To keep things simple at this stage I have previously used the ffmpeg tool with options -g 0 and -bf 0 to re-encode the original file without B-frames or I-frames (except for the very first frame). I have also used ffmpeg to extract two still frames (frames 499 and 500) as .bmp files. They both look great.

Then, using OpenCV, I can plot the extracted motion vectors as source and destination rectangles and arrows on the still images. They look believable and generally confined to the moving areas of the image.

I am then performing cvSetImageROI on frame 499 for each motion vector source XY/w/h (assuming the XY coordinates refer to top left, with increasing Y going down the screen...) and the same on frame 500 using the destination XY and the same w/h, then copying the contents from frame 499 to 500 (and then resetting the ROI for both images).

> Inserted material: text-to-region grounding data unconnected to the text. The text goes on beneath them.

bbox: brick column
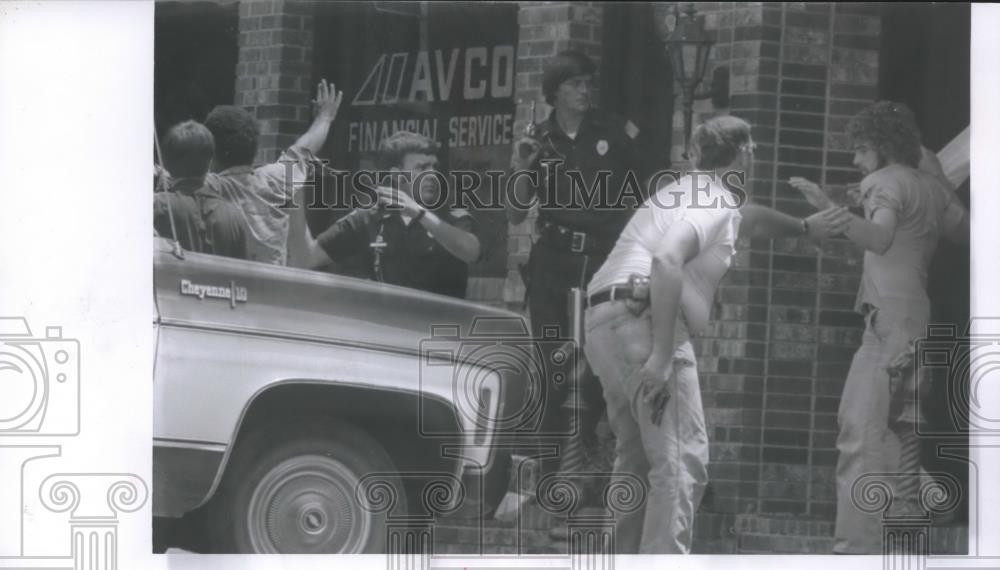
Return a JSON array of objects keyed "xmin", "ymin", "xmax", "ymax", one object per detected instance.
[
  {"xmin": 654, "ymin": 1, "xmax": 770, "ymax": 519},
  {"xmin": 652, "ymin": 3, "xmax": 882, "ymax": 545},
  {"xmin": 504, "ymin": 2, "xmax": 605, "ymax": 312},
  {"xmin": 235, "ymin": 0, "xmax": 315, "ymax": 164}
]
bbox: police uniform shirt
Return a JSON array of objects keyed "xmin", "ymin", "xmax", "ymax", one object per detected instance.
[
  {"xmin": 529, "ymin": 109, "xmax": 648, "ymax": 243},
  {"xmin": 315, "ymin": 207, "xmax": 476, "ymax": 299}
]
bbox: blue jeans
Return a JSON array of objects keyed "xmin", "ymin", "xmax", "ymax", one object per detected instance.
[
  {"xmin": 833, "ymin": 305, "xmax": 930, "ymax": 553},
  {"xmin": 583, "ymin": 300, "xmax": 706, "ymax": 554}
]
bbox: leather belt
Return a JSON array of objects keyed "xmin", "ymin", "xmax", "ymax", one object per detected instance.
[
  {"xmin": 586, "ymin": 284, "xmax": 647, "ymax": 308},
  {"xmin": 538, "ymin": 220, "xmax": 613, "ymax": 255}
]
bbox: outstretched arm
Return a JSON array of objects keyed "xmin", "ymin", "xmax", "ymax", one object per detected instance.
[
  {"xmin": 843, "ymin": 209, "xmax": 897, "ymax": 255},
  {"xmin": 787, "ymin": 177, "xmax": 897, "ymax": 254},
  {"xmin": 739, "ymin": 203, "xmax": 852, "ymax": 241},
  {"xmin": 294, "ymin": 79, "xmax": 344, "ymax": 154}
]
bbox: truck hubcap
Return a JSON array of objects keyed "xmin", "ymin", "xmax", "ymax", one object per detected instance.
[{"xmin": 247, "ymin": 456, "xmax": 370, "ymax": 553}]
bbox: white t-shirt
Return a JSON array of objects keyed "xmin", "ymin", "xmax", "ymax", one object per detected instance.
[{"xmin": 587, "ymin": 174, "xmax": 742, "ymax": 333}]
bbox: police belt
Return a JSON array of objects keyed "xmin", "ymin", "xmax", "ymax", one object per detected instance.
[
  {"xmin": 537, "ymin": 220, "xmax": 614, "ymax": 255},
  {"xmin": 586, "ymin": 283, "xmax": 649, "ymax": 308}
]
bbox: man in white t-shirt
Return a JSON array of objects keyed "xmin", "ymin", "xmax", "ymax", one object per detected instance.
[{"xmin": 583, "ymin": 116, "xmax": 852, "ymax": 554}]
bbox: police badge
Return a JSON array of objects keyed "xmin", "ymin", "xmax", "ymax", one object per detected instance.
[{"xmin": 596, "ymin": 139, "xmax": 609, "ymax": 156}]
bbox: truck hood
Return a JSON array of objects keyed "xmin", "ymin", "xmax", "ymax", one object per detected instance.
[{"xmin": 153, "ymin": 237, "xmax": 531, "ymax": 355}]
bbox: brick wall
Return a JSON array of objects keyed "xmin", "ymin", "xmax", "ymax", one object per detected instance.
[
  {"xmin": 662, "ymin": 2, "xmax": 880, "ymax": 526},
  {"xmin": 234, "ymin": 0, "xmax": 315, "ymax": 164}
]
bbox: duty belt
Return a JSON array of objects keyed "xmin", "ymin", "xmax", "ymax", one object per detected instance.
[{"xmin": 537, "ymin": 220, "xmax": 613, "ymax": 255}]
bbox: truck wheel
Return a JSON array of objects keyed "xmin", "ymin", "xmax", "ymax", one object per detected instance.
[{"xmin": 207, "ymin": 417, "xmax": 405, "ymax": 553}]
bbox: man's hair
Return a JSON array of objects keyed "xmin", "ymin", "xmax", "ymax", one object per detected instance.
[
  {"xmin": 204, "ymin": 105, "xmax": 260, "ymax": 168},
  {"xmin": 377, "ymin": 130, "xmax": 440, "ymax": 169},
  {"xmin": 847, "ymin": 101, "xmax": 922, "ymax": 168},
  {"xmin": 542, "ymin": 50, "xmax": 597, "ymax": 105},
  {"xmin": 161, "ymin": 120, "xmax": 215, "ymax": 178},
  {"xmin": 689, "ymin": 115, "xmax": 753, "ymax": 170}
]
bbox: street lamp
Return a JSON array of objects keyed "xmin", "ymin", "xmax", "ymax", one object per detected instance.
[{"xmin": 664, "ymin": 2, "xmax": 729, "ymax": 158}]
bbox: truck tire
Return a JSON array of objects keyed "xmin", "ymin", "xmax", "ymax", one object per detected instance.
[{"xmin": 206, "ymin": 417, "xmax": 405, "ymax": 553}]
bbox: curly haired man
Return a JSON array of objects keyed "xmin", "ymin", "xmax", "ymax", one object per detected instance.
[{"xmin": 789, "ymin": 101, "xmax": 969, "ymax": 554}]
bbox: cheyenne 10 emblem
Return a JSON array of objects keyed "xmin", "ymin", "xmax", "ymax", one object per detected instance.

I had hoped that I would see no difference between the original frame 500 image, and the one with the overlaid blocks - having, I had hoped, effectively applied the same kind of motion compensation as the MPEG decoder! (give or take the odd sub-pixel cleverness and de-blocking etc. that the decoder maybe does). But no, it's a mess.

It is generally correct-ish, but there are some egregiously bad macroblocks that seem to be moved to/from the wrong locations. Things seem to improve slightly if I offset each block's source and destination location by half the block width and height i.e. assume the coordinates refer to the centre of the block not the top left, but it's still wrong. I have also tried 'fishing' for correct source and destination offsets without luck.

Yesterday when playing with a normal P/B encoded video I occasionally got it to look almost indistinguishable from the FFMPEG-decoded frame, but then on another frame it would fail to work again (and I think I was referring to the correct frame i.e. the previous/next P-frame not an adjacent B-frame). Hence my attempt to simplify it with a P-frame only re-encoding.

From my description, is there an obvious gotcha? If not, I can provide more material for you to go on. (many thanks if you could look at it for me, of course)

FFMPEG is an outstanding tool, so many thanks for providing it.